Explain about the Deficiency of Riboflavin?
Riboflavin deficiency results in the condition of hypo- or ariboflavinosis, with sore throat, hyperaemia (condition in which the blood collects in a part of the body), oederna of the pharyngeal and oral mucous membranes, cheilosis (cracking of the corner of the mouth), angular stomdatitis (inflammation at the corner of the mouth), glossitis (inflammation or the infection of the tongue), seborrheic dermatitis and normochromic, normocytic anaemia associated with pure red cell cytoplasia of the bone marrow. As riboflavin deficiency almost invariably occurs in combination with a deficiency of other B-complex vitamins, some of the symptoms (e.g. glossitis and dermatitis) may result from other complicating deficiencies.

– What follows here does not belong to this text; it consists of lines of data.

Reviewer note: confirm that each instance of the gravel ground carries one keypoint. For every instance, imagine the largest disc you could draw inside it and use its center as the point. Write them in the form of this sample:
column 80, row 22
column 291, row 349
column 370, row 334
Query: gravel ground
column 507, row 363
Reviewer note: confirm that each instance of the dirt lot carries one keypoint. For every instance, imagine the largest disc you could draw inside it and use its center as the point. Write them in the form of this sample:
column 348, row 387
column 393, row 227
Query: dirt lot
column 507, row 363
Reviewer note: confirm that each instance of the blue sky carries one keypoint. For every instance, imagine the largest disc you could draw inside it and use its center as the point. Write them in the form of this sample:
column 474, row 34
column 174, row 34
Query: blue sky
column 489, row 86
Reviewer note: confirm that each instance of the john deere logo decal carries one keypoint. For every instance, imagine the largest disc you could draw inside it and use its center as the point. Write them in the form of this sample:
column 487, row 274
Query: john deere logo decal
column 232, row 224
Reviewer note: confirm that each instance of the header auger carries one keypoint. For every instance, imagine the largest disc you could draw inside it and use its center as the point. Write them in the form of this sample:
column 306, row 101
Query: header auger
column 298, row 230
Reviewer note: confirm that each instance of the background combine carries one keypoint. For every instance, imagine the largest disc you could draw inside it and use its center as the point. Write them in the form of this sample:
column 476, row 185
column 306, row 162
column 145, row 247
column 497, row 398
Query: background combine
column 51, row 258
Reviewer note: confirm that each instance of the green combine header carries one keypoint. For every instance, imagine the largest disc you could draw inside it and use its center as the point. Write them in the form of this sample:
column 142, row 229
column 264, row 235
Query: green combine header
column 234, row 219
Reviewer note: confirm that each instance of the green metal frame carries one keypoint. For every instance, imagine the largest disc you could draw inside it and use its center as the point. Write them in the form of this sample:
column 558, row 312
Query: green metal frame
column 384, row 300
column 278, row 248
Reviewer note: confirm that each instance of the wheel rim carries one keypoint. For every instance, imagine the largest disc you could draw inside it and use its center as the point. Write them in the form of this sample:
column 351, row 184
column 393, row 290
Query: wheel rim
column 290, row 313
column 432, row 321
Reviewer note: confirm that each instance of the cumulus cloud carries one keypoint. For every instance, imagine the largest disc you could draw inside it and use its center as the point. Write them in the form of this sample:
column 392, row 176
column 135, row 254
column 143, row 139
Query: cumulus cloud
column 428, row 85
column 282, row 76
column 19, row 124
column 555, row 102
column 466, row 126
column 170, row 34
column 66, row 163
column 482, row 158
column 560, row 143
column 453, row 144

The major cause of hyporiboflavinosis is inadequate dietary intake as a result of limited food supply, which is sometimes exacerbated by poor food storage or processing. Children in developing countries like ours will commonly demonstrate clinical signs of riboflavin deficiency during periods of the year when gastrointestinal infections are prevalent. Decreased assimilation of riboflavin also results from abnormal digestion, such as that which occurs with lactose intolerance. This condition is highest in African and Asian populations and can lead to a decreased intake of milk, as well as, an abnormal absorption of the vitamin. Absorption of riboflavin is also affected in some other conditions, for example, tropical sprue, celiac disease, malignancy and resection of the small bowel and decreased gastrointestinal passage time. In relatively rare cases, the cause of deficiency is inborn errors, in which the genetic defect is in the formation of a flavoprotein (e.g. acyl-coenzyme A [CoA] dehydrogenases). Also, at-risk are infants receiving phototherapy for neonatal jaundice and perhaps those with inadequate thyroid hormone. Some cases of riboflavin deficiency have' been observed in south-east Asian school children infected with hookworm.